Les films roumains récents distribués en France donnent tous la même vision de ce pays : triste, incapable de se réjouir de sa Révolution, et fatigué, très fatigué. Comme si le renversement du régime communiste n’avait servi à rien. La mort de Dante Lazarescu montrait le manque criant de solidarité, l’évaporation de la chaleur humaine. Comment j’ai fêté la fin du monde, dans un registre tout de même plus gai, présentait des personnages ayant beaucoup de mal à tourner la page, marqués par une sorte de fatalité.
Celui ci est le plus drôle des trois, et pourtant terriblement mélancolique.

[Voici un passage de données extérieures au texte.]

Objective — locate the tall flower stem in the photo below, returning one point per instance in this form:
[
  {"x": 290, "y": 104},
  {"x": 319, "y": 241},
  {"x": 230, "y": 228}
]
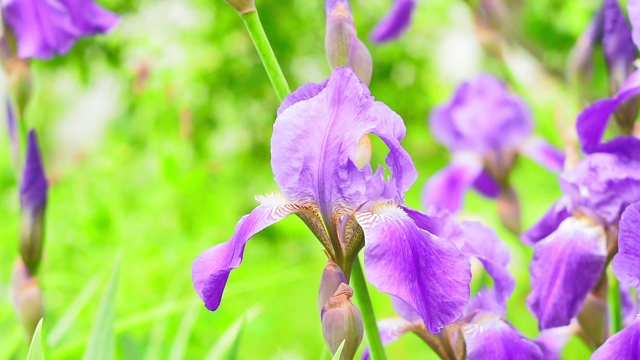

Les trois personnages sont pitoyables et à force de se prendre au sérieux, deviennent des clowns lugubres et loufoques à la fois.
Le présentateur tente d’élever le débat avec des allusions philosophiques, mais revient sans cesse à sa question complètement théorique : le soulèvement populaire dans la petite ville a-t-il eu lieu avant ou après la diffusion à la télévision nationale de la destitution de Ceausescu...
Le petit grand-père, invité de dernière minute, ignoré du présentateur, passe son temps à fabriquer des bateaux en papier et lorsqu’on lui donne enfin la parole, il donne une vision tout à fait anecdotique de sa révolution.
L’autre invité, professeur et alcoolique, prétend s’être révolté avant tout le monde, ce que les téléspectateurs contestent en téléphonant à l’émission.
Avec un sens du cadrage très pointu, un montage parfaitement maîtrisé pour donner une impression de fausse lenteur, un refus du pathos, le réalisateur signe là une oeuvre très originale, subtile, politique et sociale à l’origine, et finalement poétique.